私だったらそんな大役命じられたくないね。
だって封印して穴と化した地、どこもかしくも重要地点だもの。
その管理を任されるなんて責任重大すぎる。毎日びくびくしちゃう。
ダーマ神殿(ムドー)
勇者という明確な血が存在しないドラクエ6において、条件さえ満たせば誰でも勇者になることができるダーマ神殿、あまりにも脅威すぎる。ここを封印したデスタムーア様の判断は間違いなく正しい。実際ここがなければ主人公が覚えられる回復呪文はホイミだけなのだから。
だからこそ、この穴を管理するのは恐ろしい。一番の要ともいえる。ここが突破されたら、デスタムーア様に歯向かうものがどんどん強くなっていってしまう。そうすると他の穴が突破される可能性も高くなってしまう。絶対に死守しなければならない穴である。
そりゃムドーも「我こそが魔王!我がラスボス!世界は我のもの!」ムーブするわ。なるべく乗り込んでくるやつを少なくしたいから、自分を大きく見せるってもんよ。神の船でなければたどり着くのが難しい島に居住区を構えたのも納得。
でも私だったら「魔王です!」なんて言わずにひっそりと暮らすよ。結果主人公たちみたいなマジもんの強者現れちゃってるし。
カルベローナ(グラコス)
大魔女バーバレラの血を引くもののみが習得することができる、代々受け継がれてきた究極にして最強の呪文マダンテ。当然デスタムーア様にとっては邪魔でしかないため、マダンテが生まれた魔法都市カルベローナごと封印してしまった。
いやこわ~。そんな危ない町の封印の穴を管理するのこわ~。究極呪文て。
ここを突破されてしまうと、デスタムーア様の脅威が間違いなく一個増えることになってしまう。

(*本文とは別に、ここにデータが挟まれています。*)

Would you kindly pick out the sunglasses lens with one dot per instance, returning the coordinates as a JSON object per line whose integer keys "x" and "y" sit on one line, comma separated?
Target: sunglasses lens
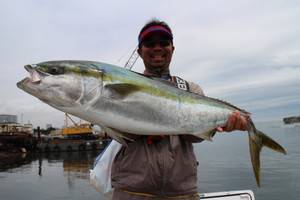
{"x": 164, "y": 43}
{"x": 152, "y": 43}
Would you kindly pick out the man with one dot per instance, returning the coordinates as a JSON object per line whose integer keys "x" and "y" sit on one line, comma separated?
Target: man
{"x": 160, "y": 167}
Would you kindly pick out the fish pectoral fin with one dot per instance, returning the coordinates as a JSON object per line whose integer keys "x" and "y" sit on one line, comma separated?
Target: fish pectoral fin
{"x": 122, "y": 89}
{"x": 117, "y": 135}
{"x": 207, "y": 135}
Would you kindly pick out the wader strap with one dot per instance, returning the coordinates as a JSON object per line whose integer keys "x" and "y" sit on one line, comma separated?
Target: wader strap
{"x": 180, "y": 83}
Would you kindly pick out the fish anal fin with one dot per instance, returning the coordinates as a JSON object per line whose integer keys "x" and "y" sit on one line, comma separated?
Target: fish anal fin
{"x": 119, "y": 136}
{"x": 207, "y": 135}
{"x": 269, "y": 142}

実際マダンテは、よりによって主人公パーティーにいるバーバラに継承されてしまった。なんで主人公とバーバラは出会ってしまったんだ!マダンテの前任者であるブボールをすぐさま殺した点はさすがデスタムーア様なのだが。
この封印の管理者であるグラコスも、ムドー同様海を支配するものとしてかなり派手に海を荒らしており、ポセイドン王が主人公らに討伐依頼をしている。なんでそんなに派手に動き回るのか。聞いてもいないことをべらべら喋ったりもしちゃうし、もっと他に適任はいなかったのですかデスタムーア様。まぁ私は絶対やりたくないけど。
ゼニスの城(デュラン)
はざまの世界に行くための重要アイテム、てんまのたづな。それに至る道が用意されているゼニスの城。当然デスタムーア様にとって脅威であり、封印対象である。それでなくとも夢の世界をたばねる王がいるのだから厄介だ。

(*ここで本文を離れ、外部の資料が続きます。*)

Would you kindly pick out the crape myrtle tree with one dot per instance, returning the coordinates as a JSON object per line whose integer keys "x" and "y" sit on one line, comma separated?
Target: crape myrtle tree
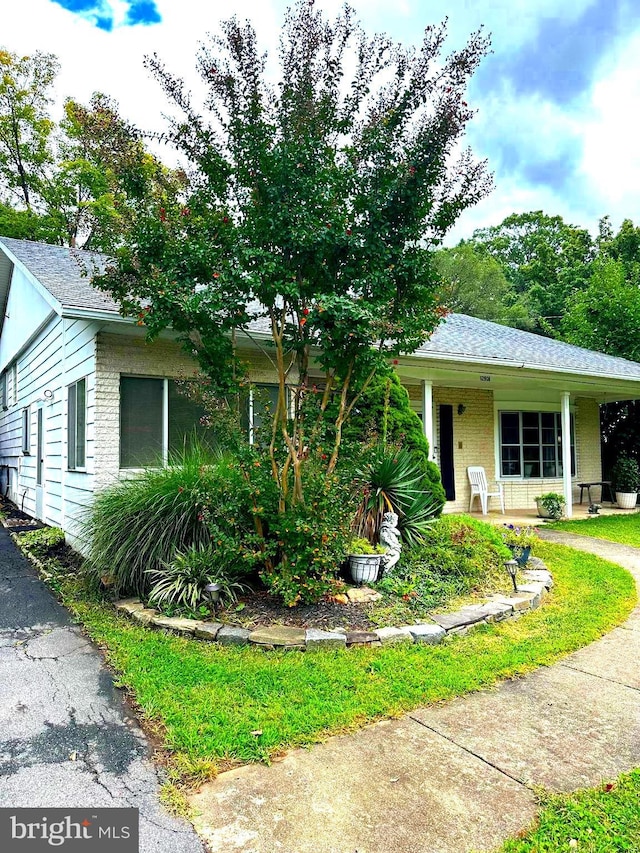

ここの封印がとかれれば、いよいよ主人公たちはデスタムーア様の場所まで手が届いてしまう。まさに最後の砦。こんな場所の管理をまかされてしまっては毎日胃が痛い思いをするに違いない。カルベローナまで乗っ取られた日には、戦々恐々である。
だがデュラン氏は主人公たちの活躍を知っていたにもかかわらず、あえて見過ごしていた。伝説の装備を集められないようなら別に放っておいても良くない?で、もし集めたとしてもオレが相手すれば良くない?とかのたまって「こいつどんだけ自分に自信あるんだ!?私だったら波風立てずに日々を過ごしたい……」と今なら思ってしまう。
強者と戦いたかったってのはわかるけど、仕事に私情を挟んではいけないよ君ィ……・
メダル王の城(ジャミラス)
どれか一つ、管理する穴を選べと言われたらここにする。
他三つに比べたらまだデスタムーア様の脅威に直接はならなさそうだから。メダル王の持つ品々が危険ということで封印されたらしいが、言うてそんなにか?という感じ。確かに便利だし強力だが、ダーマ・マダンテ・てんまのたづなに比べるとそんなに怖くないのでは?エッチな下着か?エッチな下着が怖いのか?そんなバカな。

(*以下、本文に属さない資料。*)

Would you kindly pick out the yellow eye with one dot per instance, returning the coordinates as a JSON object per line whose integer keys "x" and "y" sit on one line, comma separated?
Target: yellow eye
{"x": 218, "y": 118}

だからジャミラスもちょっと調子乗って、「我々はしもふり肉を要求する!」とかいうふざけたことを言い出し……違うわこれはモンスターズでの話だわ。でもこんなネタキャラみたいな扱いをされる程度には余裕ぶっこいていたわけだ。どう考えたってやたら口の軽いグラコスの方がネタにされそうなのに。
ムドーやグラコスと違って、ジャミラスの活動はあまり大々的に知られていない。せいぜい眠り病という奇病が流行っていることと、しあわせの国の噂くらいである。立ち回りがうまい。私もジャミラスのやり方を参考にさせてもらおう。ジャミラス!ジャミラス!
と、穴の管理について考えてみたわけだが……まぁぶっちゃけ封印が破られる時って自分が死ぬときなわけで、自分が死んだらその後に起きることへの責任もくそもない。そう考えれば、案外楽な仕事なのかもしれない。だからデュランもあんな挑戦者求む!な態度でいられたのかも。
とはいえ、夢の世界なんてあるくらいだし、自分が死んでもデスタムーア様の力によって精神だけは残されて夢の世界(もしくははざまの世界)でいたぶられるかもしれない。そう考えるとやはり無責任なことはできないし、こんな仕事はしたくない。
仕事で怖いのは、何かをしでかしたときに、その後の対応をどうするかだ。とりあえずデュランは、倒そうと思えば倒せたくせに、わざわざ主人公たちを泳がせた責任を取るべきだと思う。